Nach diversen Kilometern Straße sowohl mit Asphalt als auch mit Pflastersteinen – wo das Fahren besonders viel Spaß gemacht hat (vielleicht leicht ironisch gemeint, für die Hand- und Armmuskulatur war das auf jeden Fall anstrengend) – aber auch nachdem ich den Spaß am Blinken entdeckt hatte, kamen wir wieder an den Setas de Sevilla an. Hier parkten wir die Roller, holten uns im Eiscafé Helados Rayas je zwei Kugeln Eis als Belohnung für den anstrengenden, rund 26.000 Schritte umfassenden Tag und machten uns auf den Weg zurück nach Cádiz.
Unser Zug fuhr um 20 Uhr los und wir waren eine halbe Stunde zu früh am Bahnhof. Leider war das Gleis für den Zug noch nicht bekanntgegeben, sodass wir in der relativ kleinen und leicht überfüllten Einkaufs- und Bahnhofshalle warten mussten und uns gleichzeitig nicht sicher waren, ob wir irgendwas übersehen hatten. Denn die Bekanntgabe des Gleises erfolgte erst wenige Minuten vor der Einfahrt des Zuges und erst dann war es – nach passierter Ticketkontrolle – erlaubt, den Bahnsteig zu betreten. Das ganze geschah deswegen so kurzfristig, weil der Zug auch nicht pünktlich war, darüber gab es am Bahnhof an den digitalen Anzeigetafeln aber keinerlei Information, es schien jedoch auch niemanden zu stören.

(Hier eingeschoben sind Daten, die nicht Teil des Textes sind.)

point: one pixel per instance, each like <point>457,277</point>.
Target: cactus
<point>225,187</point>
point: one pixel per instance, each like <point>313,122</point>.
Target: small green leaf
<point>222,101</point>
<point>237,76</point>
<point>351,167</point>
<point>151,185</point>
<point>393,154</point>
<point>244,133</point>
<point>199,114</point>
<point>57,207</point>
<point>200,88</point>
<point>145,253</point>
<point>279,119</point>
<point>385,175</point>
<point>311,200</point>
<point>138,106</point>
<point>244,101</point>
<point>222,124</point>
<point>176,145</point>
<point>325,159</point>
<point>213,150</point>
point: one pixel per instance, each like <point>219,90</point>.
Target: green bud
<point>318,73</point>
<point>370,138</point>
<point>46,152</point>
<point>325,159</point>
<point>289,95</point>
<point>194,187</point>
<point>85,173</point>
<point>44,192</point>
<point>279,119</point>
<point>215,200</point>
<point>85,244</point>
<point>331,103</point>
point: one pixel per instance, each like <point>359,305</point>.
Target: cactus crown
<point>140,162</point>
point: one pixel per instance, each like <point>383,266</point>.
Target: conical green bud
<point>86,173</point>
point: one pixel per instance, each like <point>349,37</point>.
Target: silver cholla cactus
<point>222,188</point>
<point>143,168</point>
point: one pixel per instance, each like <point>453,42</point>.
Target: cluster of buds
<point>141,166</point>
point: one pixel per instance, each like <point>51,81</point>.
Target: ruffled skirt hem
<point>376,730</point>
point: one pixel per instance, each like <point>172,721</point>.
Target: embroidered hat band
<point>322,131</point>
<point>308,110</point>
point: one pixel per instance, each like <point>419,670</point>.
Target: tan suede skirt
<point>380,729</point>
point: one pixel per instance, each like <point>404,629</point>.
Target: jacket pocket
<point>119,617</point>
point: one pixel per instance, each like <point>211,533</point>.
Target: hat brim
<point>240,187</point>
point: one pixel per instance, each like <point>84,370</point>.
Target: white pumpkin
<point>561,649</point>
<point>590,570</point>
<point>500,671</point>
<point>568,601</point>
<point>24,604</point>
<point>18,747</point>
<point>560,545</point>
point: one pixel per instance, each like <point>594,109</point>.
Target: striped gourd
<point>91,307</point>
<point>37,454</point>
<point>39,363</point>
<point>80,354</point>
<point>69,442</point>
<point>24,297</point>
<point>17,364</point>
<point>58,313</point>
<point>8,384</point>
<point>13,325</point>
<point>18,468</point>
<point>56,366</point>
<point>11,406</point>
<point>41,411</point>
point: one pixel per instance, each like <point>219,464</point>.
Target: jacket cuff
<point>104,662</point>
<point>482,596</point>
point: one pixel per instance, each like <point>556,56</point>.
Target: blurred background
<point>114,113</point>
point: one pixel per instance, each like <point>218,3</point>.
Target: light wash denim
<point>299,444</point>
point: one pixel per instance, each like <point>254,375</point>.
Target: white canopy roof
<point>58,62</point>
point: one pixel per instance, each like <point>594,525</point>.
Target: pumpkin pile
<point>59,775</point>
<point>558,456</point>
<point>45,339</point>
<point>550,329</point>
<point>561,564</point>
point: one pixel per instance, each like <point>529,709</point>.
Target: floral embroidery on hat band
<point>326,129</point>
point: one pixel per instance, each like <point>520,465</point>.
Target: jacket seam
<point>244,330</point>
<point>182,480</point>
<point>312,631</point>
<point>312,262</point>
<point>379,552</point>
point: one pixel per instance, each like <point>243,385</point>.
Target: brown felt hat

Als wir dann wussten, dass wir im richtigen Zug saßen, war auch uns die leichte Verspätung egal und wir konnten uns in den bequemen Sitzen zurücklehnen und die dunkler werdende Umgebung abseits der Gleise auf dem Rückweg nach Cádiz genießen. Dort angekommen und kurz im Apartment frisch gemacht, landeten wir als gefühlt vorletzte Gäste um viertel vor elf noch in der Pizzería Osare, wo jeder von uns noch eine Pizza verspeiste. Mit einem Bier im abseits von ein paar der Spanisch-Schüler leeren Rollin’Rock Pub beendeten wir den Tag kaputt, aber doch mit vielen Eindrücken, mit denen wir einen Besuch in der Hauptstadt Andalusiens auf jeden Fall empfehlen können, auch wenn uns ein Tag tatsächlich gereicht hat.